SAS [18] INHOUSE NOM D'ENSEIGNE : [18]

[Adresse 2]

[Localité 6]

représentée par Me Maïtena LAVELLE, avocat au barreau de [Localité 8], toque : G0317 substituée par Me Pauline FROGET, avocat au barreau de [Localité 8], toque : P0503

SARL [11]

[Adresse 9]

[Localité 3]

représentée par Me Julien CHAOUAT, avocat au barreau de [Localité 8], toque : E1020

CAISSE PRIMAIRE D'ASS URANCE MALADIE DE [Localité 8]

Pôle contentieux

[Adresse 14]

[Localité 8]

représentée par Me Florence KATO, avocat au barreau de [Localité 8], toque : D1901

COMPOSITION DE LA COUR :

En application des dispositions de l'article 945-1 du code de procédure civile, l'affaire a été débattue le 11 Septembre 2023, en audience publique, les parties ne s'y étant pas opposées, devant Monsieur Gilles REVELLES, conseiller, chargé du rapport.

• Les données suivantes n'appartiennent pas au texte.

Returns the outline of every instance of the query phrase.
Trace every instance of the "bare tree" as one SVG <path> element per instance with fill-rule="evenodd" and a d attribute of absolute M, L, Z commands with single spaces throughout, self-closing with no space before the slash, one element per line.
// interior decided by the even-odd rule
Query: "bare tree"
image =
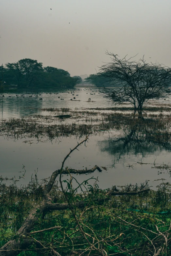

Ce magistrat a rendu compte des plaidoiries dans le délibéré de la cour, composée de : Monsieur Raoul CARBONARO, président de chambre

Madame Carine TASMADJIAN, présidente de chambre

Monsieur Gilles REVELLES, conseiller

Greffier : Madame Fatma DEVECI, lors des débats

ARRET :

- CONTRADICTOIRE

- prononcé

par mise à disposition de l'arrêt au greffe de la cour,initialement prévu le 03 novembre 2023 et prorogé au 15 décembre 2023, puis le 12 janvier 2024, puis au 09 février 2024, puis au 1er mars 2024, puis au 08 mars 2024,les parties en ayant été préalablement avisées dans les conditions prévues au deuxième alinéa de l'article 450 du code de procédure civile.

-signé par Monsieur Raoul CARBONARO, président de chambre et par Madame Agnès ALLARDI, greffière à laquelle la minute de la décision a été remise par le magistrat signataire.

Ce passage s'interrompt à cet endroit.